Ketidakpastian ekonomi dan geopolitik menjadi penghambat utama pasar. Selain itu, kenaikan suku bunga dari bank-bank sentral utama Federal Reserve, ECB, dan BoE masih membayangi. 

Selain pasar saham Indonesia, banyak pasar saham global turun dalam sebulan terakhir. Sementara imbal hasil obligasi pemerintah AS tenor 10 tahun sedang naik beruntun yang mengindikasikan kenaikan risiko.

"Menurut saya investor saat ini lebih memilih investasi kepada safe haven assets dan instrumen yang lebih rendah volatilitasnya," kata Nico kepada Kontan.co.id, Selasa (7/3).

Baca Juga: Bursa Saham Asia Ditutup Mixed Jelang Paparan Ketua The Fed Malam Ini

Nico menyebut, investor lebih baik wait and see sebelum masuk psar saham. Investor pun perlu mencermati kondisi pasar, serta melihat waktu yang tepat untuk buy on weakness saat orang lain jual. Sehingga investor justru akan mendapat keuntungan yang lebih tinggi dibandingkan saat tren penurunan harga.

Namun, investor dengan toleransi risiko rendah disarankan untuk mengalihkan dana ke kelas aset yang lebih menjanjikan di tengah ketidakpastian. Menurut Nico, pasar uang lebih menjanjikan terutama untuk kondisi pasar modal saat ini. Dia juga merekomendasikan obligasi pemerintah domestik yang masih memberi imbal hasil riil yang lebih tinggi dibandingkan dengan negara kawasan. 

Investor yang ingin masuk pasar saham lebih baik memilih saham dengan prospek bisnis dan fundamental yang solid yaitu saham blue chip di sektor yang kondusif seperti emiten perbankan dan konsumen primer. Tapi perlu cermati harga yang tepat untuk masuk berdasarkan teknikal dan sentimen jangka pendek. 

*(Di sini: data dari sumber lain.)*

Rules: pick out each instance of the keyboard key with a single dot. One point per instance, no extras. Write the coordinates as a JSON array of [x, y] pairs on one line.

Baca Juga: IHSG Melemah ke 6.766 Selasa (7/3), BBRI, BMRI, GOTO Paling Banyak Net Buy Asing

Menurut Nico, aksi profit taking yang dilakukan investor sangat wajar lantaran mendapatkan keuntungan karena pasar saham sedang volatile sehingga akan hilang kesempatan dapat harga lebih tinggi.

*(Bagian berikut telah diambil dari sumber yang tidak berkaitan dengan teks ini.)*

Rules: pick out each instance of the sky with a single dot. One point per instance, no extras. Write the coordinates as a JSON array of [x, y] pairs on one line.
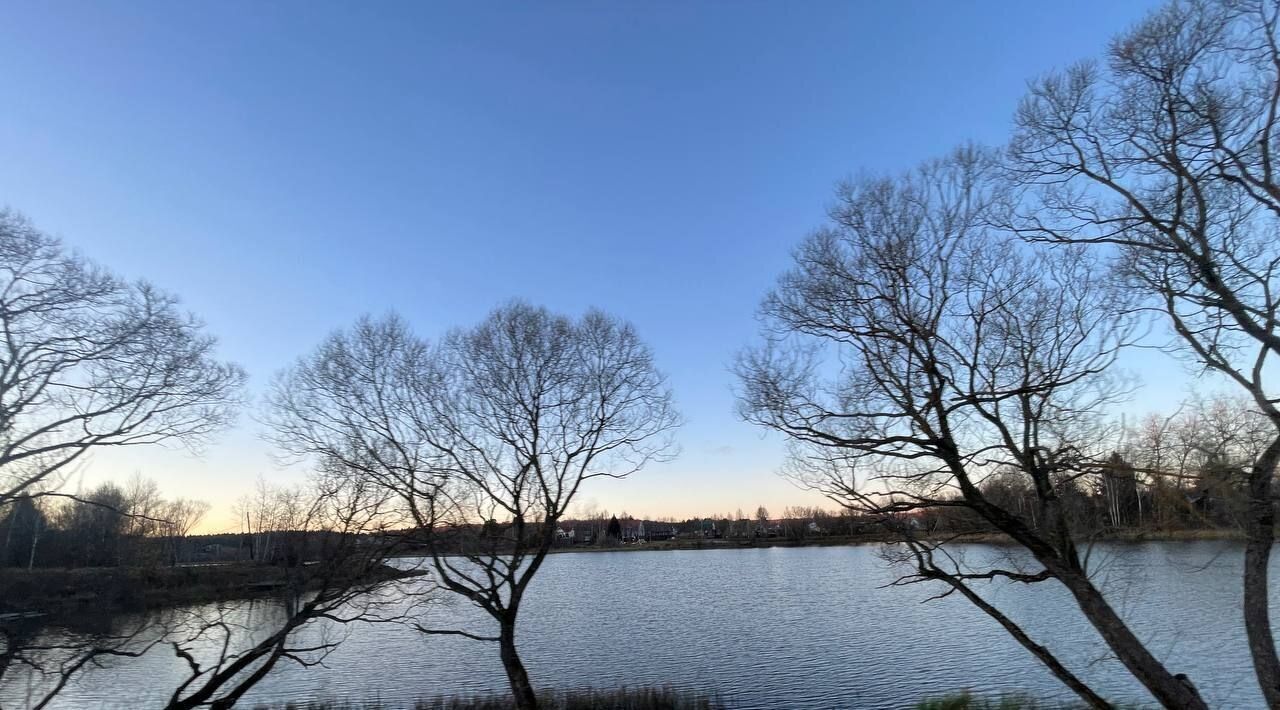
[[288, 166]]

"Jadi masuk akal kalau investor melakukan aksi profit taking saat ini karena mereka lebih memilih memastikan keuntungan daripada tunggu dan membuat portofolio mereka rentan terhadap fluktuasi yang sangat volatile saat ini," kata Nico.

Nico merekomendasikan beli untuk beberapa saham untuk jangka panjang yaitu emiten perbankan seperti BBCA dengan target harga Rp 9.400 per saham dan support Rp 8.400 per saham, BMRI dengan target harga Rp 11.000 per saham dan support Rp 9.775 per saham, BBNI dengan target harga Rp 9.900 per saham dan harga support Rp 8.700 per saham, dan BBRI dengan target harga Rp 5.200 per saham dan support Rp 4.690 per saham.